Monuments Men Is Dull as Stone

Clooney's war romp fails to charm critics
By Kevin Spak,  Newser Staff
Posted Feb 7, 2014 1:42 PM CST

It's safe to say critics would not venture into a war zone to save the last copy of The Monuments Men. George Clooney's latest outing as a writer/director/star is being widely panned as boring, shallow, and disjointed. Here's what they're saying:

  • The Monuments Men is a "dull slog" that "refuses to give in to the adventure underpinnings of the material," complains Rene Rodriguez at the Miami Herald. "The fact that the movie opens and closes with lectures, complete with slideshow presentations, is not an accident." What's more, it barely deals with "the question at the forefront of the viewers' mind—with all the atrocities that took place during the war, could the loss of life for protecting a statue be justified?"
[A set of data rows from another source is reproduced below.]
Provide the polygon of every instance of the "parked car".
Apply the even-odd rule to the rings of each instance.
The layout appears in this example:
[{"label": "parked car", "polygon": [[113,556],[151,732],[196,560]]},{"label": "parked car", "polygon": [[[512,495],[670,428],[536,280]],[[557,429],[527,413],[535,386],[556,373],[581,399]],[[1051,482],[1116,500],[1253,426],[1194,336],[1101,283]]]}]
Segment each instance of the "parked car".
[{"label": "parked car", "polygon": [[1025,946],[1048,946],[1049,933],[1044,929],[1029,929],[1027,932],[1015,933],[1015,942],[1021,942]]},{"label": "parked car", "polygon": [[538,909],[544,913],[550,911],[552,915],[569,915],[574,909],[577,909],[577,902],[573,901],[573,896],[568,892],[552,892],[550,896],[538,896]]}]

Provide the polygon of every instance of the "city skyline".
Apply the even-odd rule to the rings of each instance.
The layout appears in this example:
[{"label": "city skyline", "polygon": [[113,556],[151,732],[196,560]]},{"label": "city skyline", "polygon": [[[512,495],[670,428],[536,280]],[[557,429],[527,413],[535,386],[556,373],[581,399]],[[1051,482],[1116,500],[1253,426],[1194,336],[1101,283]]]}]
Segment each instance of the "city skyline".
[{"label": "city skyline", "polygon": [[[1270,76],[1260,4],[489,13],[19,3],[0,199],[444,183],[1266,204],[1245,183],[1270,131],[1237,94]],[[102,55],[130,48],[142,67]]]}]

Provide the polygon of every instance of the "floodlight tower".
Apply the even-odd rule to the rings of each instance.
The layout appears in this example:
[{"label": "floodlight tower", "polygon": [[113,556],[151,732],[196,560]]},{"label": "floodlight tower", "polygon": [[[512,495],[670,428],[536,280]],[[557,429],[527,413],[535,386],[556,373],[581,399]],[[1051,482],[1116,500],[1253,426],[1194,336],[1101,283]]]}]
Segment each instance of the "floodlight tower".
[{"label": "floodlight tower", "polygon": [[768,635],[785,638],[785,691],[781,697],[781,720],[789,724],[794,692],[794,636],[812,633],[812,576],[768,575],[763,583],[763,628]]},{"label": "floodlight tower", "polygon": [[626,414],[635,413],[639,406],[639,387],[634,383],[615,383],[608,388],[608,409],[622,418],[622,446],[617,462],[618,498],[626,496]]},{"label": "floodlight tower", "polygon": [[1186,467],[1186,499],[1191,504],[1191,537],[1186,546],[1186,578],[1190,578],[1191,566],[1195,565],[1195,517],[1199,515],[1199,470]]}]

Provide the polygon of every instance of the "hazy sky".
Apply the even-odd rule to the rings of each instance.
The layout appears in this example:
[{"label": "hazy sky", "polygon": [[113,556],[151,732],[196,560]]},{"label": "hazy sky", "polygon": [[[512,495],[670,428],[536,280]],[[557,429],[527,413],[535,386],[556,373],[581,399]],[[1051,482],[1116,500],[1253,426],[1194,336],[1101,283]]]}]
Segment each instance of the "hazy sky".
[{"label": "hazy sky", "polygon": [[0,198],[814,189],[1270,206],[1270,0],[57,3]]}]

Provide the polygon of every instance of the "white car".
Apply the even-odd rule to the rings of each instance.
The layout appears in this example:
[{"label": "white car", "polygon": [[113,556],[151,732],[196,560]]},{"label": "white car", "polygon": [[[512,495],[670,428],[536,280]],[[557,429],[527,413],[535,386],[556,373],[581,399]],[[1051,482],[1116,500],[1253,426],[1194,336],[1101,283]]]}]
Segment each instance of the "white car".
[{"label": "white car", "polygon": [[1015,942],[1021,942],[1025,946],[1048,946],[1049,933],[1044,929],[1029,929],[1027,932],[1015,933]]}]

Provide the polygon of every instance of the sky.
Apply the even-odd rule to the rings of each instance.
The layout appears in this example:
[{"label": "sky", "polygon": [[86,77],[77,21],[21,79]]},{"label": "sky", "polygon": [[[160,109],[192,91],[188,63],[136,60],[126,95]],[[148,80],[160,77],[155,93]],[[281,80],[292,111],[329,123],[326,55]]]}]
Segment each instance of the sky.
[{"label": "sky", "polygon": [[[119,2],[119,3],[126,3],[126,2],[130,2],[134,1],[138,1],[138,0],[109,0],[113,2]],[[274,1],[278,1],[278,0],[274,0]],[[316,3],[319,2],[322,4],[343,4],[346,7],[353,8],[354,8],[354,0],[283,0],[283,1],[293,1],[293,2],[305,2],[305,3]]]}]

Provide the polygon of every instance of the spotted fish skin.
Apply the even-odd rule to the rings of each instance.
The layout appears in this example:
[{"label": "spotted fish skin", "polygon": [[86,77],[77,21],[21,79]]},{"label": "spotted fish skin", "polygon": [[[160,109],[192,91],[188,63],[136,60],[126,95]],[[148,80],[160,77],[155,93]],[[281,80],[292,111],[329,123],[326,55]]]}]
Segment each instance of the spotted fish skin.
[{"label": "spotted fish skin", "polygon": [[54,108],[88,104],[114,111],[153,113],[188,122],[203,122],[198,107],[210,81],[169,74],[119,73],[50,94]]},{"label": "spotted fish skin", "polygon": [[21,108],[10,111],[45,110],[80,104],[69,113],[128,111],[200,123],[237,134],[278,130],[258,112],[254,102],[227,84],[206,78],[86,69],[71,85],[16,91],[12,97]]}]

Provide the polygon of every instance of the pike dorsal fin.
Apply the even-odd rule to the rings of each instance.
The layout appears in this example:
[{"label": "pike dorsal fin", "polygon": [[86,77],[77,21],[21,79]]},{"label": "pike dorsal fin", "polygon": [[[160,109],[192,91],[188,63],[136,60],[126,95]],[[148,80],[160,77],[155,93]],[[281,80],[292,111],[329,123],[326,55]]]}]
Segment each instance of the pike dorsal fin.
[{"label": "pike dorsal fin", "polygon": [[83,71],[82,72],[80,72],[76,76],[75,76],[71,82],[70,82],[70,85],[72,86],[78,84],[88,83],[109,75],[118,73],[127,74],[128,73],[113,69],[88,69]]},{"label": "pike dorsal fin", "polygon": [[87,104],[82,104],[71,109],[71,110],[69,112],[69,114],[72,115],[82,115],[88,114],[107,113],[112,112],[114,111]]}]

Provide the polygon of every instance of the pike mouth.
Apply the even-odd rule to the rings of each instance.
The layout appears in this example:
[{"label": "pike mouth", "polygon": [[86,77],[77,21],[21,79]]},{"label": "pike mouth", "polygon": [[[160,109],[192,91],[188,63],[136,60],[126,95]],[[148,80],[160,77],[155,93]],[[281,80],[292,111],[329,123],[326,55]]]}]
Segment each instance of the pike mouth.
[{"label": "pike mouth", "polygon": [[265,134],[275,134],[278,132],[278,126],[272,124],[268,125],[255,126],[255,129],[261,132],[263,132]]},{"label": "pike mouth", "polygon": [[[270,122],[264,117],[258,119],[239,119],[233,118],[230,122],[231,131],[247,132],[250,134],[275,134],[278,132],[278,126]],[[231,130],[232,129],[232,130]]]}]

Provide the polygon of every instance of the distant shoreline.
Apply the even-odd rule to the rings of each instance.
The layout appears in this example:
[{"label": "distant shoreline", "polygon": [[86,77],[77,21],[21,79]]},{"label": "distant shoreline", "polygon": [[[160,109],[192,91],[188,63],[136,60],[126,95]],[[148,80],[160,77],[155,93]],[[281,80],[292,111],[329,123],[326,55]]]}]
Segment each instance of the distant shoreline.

  • "Sequences of the jocular male bonding we expect from director-star George Clooney collide with grave tales of war’s sacrifice and civics-lesson lectures on art’s cultural necessity," writes Chris Vognar at the Dallas Morning News. "None of it is particularly terrible; small pieces are quite compelling." But it lacks vision, cohesion, and urgency. "The movie feels a scattered as the Rembrandts, Picassos, and other art jewels strewn throughout Germany."
  • Manohla Dargis at the New York Times is indignant on the historical Monuments Men's behalves. "Monuments Men slices off a sliver of a great World War II story and turns it into a lightweight entertainment that doesn't ask you to think too hard," she writes. The real squad was a staggering collection of geniuses. Clooney "turns them into pleasantly innocuous caricatures." They might as well be called Cutie, Goofy, Starchy, Boozy, Frenchy, and Jewish Guy.
  • But Mick LaSalle at the San Francisco Chronicle appreciated the movie's throwback style. "The movie has a certain gallantry and a spring in its step that's retro, appealing, and ever-so-slightly phony," he writes. Its plot is besides the point. "Mainly, it's just a series of incidents, there to remind you of the sacrifices of good people and of the importance of art in human civilization."